As for how bad it gets, well, it depends on who's on strike. Teachers unions are more restrained, he says, but the shit can hit the fan when a bunch of burly auto workers get involved.
"Any strike having to do with the UAW (United Auto Workers) or cars is another level ... I've had bricks thrown at me going back to the shuttle to the hotel. Sometimes they follow you back to the hotel and taunt you there, so you need to switch on a weekly basis."
Bill Pugliano / GettyImages
"Always remember to sharpen the top of your sign handles into stakes."
We should point out here that in every labor dispute, there are competing narratives about which side is full of "goons" resorting to petty violence -- we'll have stories later on about strikers complaining of equally rough treatment at the hands of the strikebreakers. Each party is going to portray themselves as hard-working folk just trying to make a living despite the bullies standing in their way.
"This hospital in Oakland had this really nasty strike going on, and we were even warned before going in," says Jermaine. "Leading some replacements in the front, the nurses would twist the signs as I passed by, moving the top sign part right to my face.

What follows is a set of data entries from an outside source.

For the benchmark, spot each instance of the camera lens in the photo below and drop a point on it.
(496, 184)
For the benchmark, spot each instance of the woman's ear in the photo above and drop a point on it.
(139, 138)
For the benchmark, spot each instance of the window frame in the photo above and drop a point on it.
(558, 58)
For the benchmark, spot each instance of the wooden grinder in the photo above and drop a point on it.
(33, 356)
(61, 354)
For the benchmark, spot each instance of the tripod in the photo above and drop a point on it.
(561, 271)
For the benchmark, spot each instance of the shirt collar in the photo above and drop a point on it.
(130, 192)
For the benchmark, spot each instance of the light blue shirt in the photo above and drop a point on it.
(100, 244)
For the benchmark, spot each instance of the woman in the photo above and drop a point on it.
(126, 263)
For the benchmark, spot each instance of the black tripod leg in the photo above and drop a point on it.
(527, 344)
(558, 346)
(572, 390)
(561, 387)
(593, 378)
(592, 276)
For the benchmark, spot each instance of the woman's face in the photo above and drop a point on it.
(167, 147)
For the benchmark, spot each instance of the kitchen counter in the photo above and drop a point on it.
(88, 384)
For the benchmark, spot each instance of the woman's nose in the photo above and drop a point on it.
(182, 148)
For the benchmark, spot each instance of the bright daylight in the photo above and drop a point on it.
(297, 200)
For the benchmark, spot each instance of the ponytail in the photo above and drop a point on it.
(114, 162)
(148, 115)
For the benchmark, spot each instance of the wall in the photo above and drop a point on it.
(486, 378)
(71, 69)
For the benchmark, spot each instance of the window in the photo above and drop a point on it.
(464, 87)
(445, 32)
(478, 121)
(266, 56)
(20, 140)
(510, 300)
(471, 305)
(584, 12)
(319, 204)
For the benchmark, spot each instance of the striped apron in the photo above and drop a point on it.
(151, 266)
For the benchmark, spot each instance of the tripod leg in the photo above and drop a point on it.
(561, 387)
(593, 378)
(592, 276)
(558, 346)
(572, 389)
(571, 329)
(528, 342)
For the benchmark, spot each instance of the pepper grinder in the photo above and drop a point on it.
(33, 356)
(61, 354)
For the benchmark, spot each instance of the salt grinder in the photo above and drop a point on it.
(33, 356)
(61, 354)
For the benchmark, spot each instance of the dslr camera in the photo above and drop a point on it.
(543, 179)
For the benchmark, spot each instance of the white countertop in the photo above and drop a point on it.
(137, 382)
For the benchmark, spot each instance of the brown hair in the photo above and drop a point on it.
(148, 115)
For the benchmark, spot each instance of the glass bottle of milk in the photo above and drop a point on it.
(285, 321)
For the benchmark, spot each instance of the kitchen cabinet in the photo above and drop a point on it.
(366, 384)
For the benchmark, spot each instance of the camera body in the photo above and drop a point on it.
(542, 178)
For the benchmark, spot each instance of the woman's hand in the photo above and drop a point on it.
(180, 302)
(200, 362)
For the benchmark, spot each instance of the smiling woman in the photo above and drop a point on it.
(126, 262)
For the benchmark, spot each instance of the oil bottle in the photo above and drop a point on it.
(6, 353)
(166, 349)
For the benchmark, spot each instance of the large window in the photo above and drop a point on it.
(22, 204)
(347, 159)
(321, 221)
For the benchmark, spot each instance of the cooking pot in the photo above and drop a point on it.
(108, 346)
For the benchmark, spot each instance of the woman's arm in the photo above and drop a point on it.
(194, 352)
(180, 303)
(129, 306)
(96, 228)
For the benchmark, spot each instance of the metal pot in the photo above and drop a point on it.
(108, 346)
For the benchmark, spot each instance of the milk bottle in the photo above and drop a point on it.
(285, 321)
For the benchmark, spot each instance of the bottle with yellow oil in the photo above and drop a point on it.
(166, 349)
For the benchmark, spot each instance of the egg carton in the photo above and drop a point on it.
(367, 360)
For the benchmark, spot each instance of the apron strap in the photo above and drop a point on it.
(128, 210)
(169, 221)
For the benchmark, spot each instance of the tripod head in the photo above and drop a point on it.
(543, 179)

I got three paper cuts on my cheek and ear."
Justin Sullivan / Getty Images
Luckily, he was already at the hospital so he was quickly treated and- oh, right.
On another occasion, he says he was driving a bus full of replacement workers when strikers began tapping its windows with their signs. He points out that that's normal, "but this one union guy tapped pool-cue style, smashed the driver side window next to me, and sent glass everywhere. I got a bunch of nasty cuts on my hand, but nothing on my face. No one got a good look, and since the union wouldn't rat him out, we never knew who did it. I was back the next day, and I made sure to wave at them with my bandaged hand on the way in."
Cory Ryan / Stringer / Getty Images
Kids or no kids, nothing good ever came out of menacing a school bus.